Thursday, January 14, 2010

I *Heart* Coffee. A Lot.

It's morning and my child is up before me. This is foreboding.

Coffee. Must make coffee. Quickly. Before I'm asked to wear a costume or build a tower or read a book or act in a puppet show or have a dance party.

As I pour the water into the coffee maker, I remind myself to use the plastic coffee filter contraption. Boy that was a big mess, coffee and coffee grounds everywhere. At least this morning I'm on the ball, I say as I fill the paper filter and slip it into the plastic thing.

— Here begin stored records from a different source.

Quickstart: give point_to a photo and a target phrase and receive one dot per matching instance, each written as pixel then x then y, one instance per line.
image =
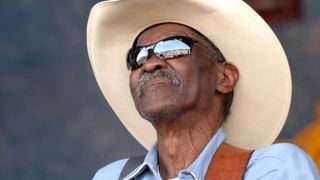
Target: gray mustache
pixel 156 74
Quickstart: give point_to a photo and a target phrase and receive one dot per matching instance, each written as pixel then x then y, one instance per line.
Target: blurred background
pixel 56 124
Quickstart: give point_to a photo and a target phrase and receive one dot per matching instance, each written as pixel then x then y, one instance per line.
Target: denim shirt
pixel 278 161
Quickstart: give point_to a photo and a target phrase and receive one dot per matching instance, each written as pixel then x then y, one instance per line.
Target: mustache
pixel 156 74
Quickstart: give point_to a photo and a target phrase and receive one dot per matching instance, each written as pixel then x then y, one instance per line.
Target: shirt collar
pixel 197 169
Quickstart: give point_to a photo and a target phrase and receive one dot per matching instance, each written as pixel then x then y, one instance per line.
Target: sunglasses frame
pixel 134 51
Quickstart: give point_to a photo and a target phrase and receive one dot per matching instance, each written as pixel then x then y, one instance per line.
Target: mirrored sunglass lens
pixel 171 49
pixel 142 56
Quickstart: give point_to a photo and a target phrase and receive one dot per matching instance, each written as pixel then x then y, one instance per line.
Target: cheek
pixel 133 81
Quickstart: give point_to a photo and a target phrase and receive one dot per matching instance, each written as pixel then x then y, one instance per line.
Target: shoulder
pixel 278 160
pixel 110 171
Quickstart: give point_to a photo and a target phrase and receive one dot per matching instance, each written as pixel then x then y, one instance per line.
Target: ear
pixel 228 76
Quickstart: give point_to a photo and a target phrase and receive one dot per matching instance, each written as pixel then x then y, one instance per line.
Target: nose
pixel 154 63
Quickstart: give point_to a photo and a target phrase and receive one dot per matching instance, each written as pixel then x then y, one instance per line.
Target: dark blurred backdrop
pixel 54 121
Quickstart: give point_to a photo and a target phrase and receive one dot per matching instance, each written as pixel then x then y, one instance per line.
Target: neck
pixel 181 140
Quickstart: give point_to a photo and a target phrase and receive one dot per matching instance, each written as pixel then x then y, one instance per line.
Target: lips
pixel 152 83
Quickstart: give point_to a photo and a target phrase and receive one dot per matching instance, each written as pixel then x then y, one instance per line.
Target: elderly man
pixel 185 61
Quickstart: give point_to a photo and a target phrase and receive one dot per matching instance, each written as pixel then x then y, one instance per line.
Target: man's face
pixel 168 89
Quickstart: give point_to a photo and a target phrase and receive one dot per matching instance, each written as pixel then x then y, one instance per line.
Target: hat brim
pixel 262 95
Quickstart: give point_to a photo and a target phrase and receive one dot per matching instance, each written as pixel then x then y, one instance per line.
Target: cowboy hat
pixel 263 93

Five minutes later, I hear my husband yelling, "Honey! You need to use a coffee pot when you make coffee!" I peek in the kitchen to see coffee covering the counter and dripping into the dishwasher that thankfully contains dirty dishes.

Pot. Right. My first accomplishment of the day puddles on the floor that I just mopped the night before.

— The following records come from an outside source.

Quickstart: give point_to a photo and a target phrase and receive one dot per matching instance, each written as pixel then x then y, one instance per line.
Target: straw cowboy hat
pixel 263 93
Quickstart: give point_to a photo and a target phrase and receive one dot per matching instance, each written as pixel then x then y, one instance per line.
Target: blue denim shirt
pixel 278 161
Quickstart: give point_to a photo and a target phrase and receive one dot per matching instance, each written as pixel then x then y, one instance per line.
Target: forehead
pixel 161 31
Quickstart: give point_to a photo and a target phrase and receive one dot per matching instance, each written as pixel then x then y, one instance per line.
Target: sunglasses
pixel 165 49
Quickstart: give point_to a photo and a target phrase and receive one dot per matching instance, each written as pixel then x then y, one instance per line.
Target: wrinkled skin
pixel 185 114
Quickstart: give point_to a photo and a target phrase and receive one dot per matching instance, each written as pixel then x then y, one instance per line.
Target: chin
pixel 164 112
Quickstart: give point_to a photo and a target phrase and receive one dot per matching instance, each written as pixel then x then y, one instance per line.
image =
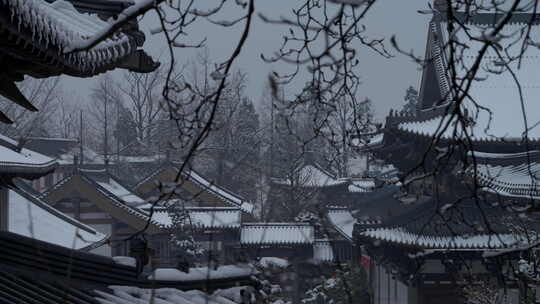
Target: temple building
pixel 41 38
pixel 466 206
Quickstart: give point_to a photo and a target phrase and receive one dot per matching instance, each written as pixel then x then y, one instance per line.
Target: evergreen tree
pixel 347 287
pixel 411 101
pixel 246 150
pixel 125 130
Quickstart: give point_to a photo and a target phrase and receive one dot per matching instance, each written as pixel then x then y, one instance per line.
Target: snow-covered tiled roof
pixel 277 233
pixel 121 192
pixel 223 194
pixel 34 218
pixel 226 195
pixel 323 251
pixel 403 237
pixel 494 99
pixel 112 197
pixel 59 24
pixel 311 176
pixel 361 185
pixel 202 217
pixel 131 294
pixel 13 160
pixel 342 220
pixel 515 175
pixel 203 273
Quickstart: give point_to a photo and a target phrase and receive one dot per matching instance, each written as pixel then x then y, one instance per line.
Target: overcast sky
pixel 383 80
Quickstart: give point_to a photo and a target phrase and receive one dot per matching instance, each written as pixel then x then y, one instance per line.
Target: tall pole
pixel 106 145
pixel 81 152
pixel 117 134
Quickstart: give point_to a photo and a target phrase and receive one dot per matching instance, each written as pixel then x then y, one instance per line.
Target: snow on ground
pixel 203 273
pixel 44 223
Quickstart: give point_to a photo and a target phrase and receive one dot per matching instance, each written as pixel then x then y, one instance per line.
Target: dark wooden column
pixel 4 209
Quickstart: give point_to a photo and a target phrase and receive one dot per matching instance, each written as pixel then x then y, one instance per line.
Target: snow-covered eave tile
pixel 60 24
pixel 343 221
pixel 203 273
pixel 405 238
pixel 277 234
pixel 163 219
pixel 120 203
pixel 222 194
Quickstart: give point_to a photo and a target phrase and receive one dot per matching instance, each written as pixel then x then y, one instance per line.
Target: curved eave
pixel 44 57
pixel 25 170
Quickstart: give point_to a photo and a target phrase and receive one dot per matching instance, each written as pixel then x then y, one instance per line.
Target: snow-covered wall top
pixel 403 237
pixel 203 273
pixel 277 233
pixel 202 217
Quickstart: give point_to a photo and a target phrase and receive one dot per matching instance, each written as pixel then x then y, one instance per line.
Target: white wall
pixel 106 249
pixel 387 290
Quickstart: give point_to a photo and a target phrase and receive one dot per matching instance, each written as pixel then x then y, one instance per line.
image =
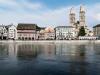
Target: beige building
pixel 27 31
pixel 81 22
pixel 96 30
pixel 47 34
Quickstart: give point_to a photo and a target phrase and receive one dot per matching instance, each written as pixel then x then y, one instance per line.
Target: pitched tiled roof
pixel 64 27
pixel 97 26
pixel 22 26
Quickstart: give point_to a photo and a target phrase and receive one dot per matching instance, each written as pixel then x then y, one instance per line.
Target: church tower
pixel 82 16
pixel 72 17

"I didn't do it!" my son yells.

See. Everyone makes a mess, I tell my son trying to make a positive lesson out of a big stinking mess, a mess that my husband cleans because maybe he just wants to help but more likely he probably fears that I'll find a way to electrocute myself without my first morning cup of coffee which is why I now understand my mother-in-law's cup of instant coffee as she brews her morning coffee.

"I'll help you, Mommy."

I accept my son's offer to help make the second pot knowing full well that most parenting magazines, except perhaps those progressive ones that advocate old-school parenting techniques like that mom in New York City who let her 9-year old ride the subway home alone, most likely warn against letting your four-year old operate electrical appliances but "what the hell," I think, he can't do worse than I just did and anyway I stopped reading parenting magazines years ago after one featured this beautiful, famous mom who lives in the Bahamas wearing ethereal floor-length sundresses as she sends her boys to a private boarding school in London because how does that really help me be a better mom ...

... breathe ...

Morning thoughts shouldn't be so complex. Not without a cup of coffee.